On each new request, selectRelevantSkills:

  1. Takes the last 5 conversation messages as context
  2. Builds a catalog from the skill index (name + description + first usage hint)
  3. Asks the adapter to return a JSON array of relevant skill names (max maxSkillsInContext)
  4. Loads full skill data for the selected names

If parsing fails or the model returns invalid JSON, it falls back to an empty selection — the request proceeds without pre-loaded skills, but the LLM can still search and use skills via the management tools.

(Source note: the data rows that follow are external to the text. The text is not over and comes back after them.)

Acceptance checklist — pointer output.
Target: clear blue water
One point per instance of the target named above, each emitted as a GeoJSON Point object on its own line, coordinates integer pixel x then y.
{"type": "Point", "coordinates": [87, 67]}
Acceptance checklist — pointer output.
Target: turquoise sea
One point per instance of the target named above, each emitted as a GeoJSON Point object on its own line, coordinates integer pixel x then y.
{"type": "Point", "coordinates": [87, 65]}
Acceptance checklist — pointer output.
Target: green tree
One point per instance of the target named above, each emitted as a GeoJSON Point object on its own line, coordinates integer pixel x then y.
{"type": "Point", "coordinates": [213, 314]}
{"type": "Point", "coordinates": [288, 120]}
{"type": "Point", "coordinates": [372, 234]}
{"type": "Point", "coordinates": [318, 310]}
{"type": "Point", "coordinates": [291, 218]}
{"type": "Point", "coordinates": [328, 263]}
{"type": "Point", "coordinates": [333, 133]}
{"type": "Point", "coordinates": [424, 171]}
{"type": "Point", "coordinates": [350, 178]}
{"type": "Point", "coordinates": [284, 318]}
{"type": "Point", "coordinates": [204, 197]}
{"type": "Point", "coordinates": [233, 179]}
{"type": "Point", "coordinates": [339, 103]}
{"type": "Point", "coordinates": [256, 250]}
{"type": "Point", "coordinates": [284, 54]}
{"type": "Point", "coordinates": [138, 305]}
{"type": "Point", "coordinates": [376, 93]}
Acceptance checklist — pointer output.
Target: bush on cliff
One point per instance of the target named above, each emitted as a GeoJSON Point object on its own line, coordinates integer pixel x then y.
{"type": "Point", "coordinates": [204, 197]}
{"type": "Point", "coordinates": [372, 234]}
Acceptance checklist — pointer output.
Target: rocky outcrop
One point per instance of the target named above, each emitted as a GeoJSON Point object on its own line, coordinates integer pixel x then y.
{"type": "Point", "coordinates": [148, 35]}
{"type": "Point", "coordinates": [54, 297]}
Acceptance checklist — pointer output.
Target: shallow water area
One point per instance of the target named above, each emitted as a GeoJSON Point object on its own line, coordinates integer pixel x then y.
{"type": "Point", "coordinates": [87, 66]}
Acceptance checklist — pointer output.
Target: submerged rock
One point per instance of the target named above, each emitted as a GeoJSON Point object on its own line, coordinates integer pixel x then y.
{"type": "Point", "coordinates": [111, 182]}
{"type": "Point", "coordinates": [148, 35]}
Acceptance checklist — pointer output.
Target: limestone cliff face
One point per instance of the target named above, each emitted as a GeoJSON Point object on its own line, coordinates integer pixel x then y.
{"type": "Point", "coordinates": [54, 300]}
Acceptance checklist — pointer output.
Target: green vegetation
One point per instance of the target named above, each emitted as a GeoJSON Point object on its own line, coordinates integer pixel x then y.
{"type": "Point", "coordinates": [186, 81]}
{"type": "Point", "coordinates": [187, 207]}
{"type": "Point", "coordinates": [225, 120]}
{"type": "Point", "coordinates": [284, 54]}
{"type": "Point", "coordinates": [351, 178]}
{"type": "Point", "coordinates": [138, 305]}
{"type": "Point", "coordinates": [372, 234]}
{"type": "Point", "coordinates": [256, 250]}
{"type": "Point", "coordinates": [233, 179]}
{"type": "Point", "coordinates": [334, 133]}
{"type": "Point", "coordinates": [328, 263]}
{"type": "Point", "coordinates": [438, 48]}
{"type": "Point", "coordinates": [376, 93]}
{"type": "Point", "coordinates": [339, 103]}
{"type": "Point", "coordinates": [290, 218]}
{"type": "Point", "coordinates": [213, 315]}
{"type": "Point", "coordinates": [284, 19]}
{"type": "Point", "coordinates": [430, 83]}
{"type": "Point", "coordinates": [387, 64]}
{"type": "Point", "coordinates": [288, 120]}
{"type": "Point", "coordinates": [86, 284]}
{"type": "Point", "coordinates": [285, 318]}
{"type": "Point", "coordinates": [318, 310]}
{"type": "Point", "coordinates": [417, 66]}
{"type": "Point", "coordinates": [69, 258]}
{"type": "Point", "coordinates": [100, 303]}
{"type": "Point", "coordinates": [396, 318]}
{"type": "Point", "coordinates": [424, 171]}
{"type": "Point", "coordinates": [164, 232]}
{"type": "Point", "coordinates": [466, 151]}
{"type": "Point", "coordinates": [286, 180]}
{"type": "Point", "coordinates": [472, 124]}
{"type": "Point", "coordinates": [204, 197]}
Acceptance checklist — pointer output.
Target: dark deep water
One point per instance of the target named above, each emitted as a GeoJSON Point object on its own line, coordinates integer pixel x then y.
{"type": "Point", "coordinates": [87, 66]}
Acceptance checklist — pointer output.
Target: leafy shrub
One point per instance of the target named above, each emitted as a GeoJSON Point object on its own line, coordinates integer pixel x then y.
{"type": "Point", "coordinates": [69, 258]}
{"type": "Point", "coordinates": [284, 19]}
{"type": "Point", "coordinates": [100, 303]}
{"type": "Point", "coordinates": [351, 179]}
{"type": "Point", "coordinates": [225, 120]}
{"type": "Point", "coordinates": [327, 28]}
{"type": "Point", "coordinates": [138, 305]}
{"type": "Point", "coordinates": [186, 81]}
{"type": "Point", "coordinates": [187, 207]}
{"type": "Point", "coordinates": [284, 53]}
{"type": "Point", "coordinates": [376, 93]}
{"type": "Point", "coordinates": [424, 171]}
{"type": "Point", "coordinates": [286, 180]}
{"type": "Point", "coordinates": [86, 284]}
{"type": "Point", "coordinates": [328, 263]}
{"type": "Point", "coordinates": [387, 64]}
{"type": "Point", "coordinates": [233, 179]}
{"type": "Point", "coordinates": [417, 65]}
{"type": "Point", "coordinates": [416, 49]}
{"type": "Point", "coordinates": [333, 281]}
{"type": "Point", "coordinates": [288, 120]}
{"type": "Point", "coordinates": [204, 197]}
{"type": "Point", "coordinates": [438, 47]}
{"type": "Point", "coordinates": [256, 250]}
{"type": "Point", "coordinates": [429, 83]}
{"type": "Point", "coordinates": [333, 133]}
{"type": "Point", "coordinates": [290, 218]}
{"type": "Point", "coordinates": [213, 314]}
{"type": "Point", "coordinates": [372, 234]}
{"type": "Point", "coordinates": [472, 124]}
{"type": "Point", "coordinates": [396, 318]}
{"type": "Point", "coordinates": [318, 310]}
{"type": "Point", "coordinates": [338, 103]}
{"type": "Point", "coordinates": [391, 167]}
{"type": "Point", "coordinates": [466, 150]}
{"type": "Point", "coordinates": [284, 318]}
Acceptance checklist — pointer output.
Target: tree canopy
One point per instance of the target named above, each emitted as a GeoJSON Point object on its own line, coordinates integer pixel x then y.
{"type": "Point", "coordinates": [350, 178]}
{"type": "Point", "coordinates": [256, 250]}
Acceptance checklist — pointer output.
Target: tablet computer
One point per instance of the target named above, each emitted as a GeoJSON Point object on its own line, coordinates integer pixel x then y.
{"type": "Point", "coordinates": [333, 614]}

Skills as Tools vs. Sandbox Bindings

The skillsAsTools option (default: true) controls how skills are exposed:

ModeHow the LLM calls a skillProsCons
As tools (true)Direct tool call: skill_name({ ... })Simpler for the LLM, shows in tool-call UI, proper input validationOne tool per skill in the tool list
As bindings (false)Inside execute_typescript: await skill_fetch_data({ ... })Skills composable in code, fewer top-level toolsLLM must write code to use them

When skillsAsTools is enabled, the system prompt documents each skill with its schema, usage hints, and example calls. When disabled, skills appear as typed skill_* functions in the sandbox type stubs.

Custom Events

Skill execution emits events through the TanStack AI event system:

EventWhenPayload
code_mode:skill_callSkill tool invoked{ skill, input, timestamp }
code_mode:skill_resultSkill completed successfully{ skill, result, duration, timestamp }
code_mode:skill_errorSkill execution failed{ skill, error, duration, timestamp }
skill:registeredNew skill saved via register_skill{ id, name, description, timestamp }

To render these events in your React app alongside Code Mode execution events, see Showing Code Mode in the UI.

Tips

  • Use a cheap model for selection. The selection call only needs to match skill names to conversation context — gpt-4o-mini or claude-haiku-4-5 work well.
  • Start without skills. Get Code Mode working first, then add @tanstack/ai-code-mode-skills once you have tools that produce reusable patterns.
  • Monitor the skill count. As the library grows, consider increasing maxSkillsInContext or switching to the manual API where you control which skills load.
  • Newly registered skills are available on the next message, not in the current turn's tool list (unless using ToolRegistry with the high-level API, which adds them immediately).
  • Skills can call other skills. Inside the sandbox, both external_* and skill_* functions are available. Set dependsOn when registering to document these relationships.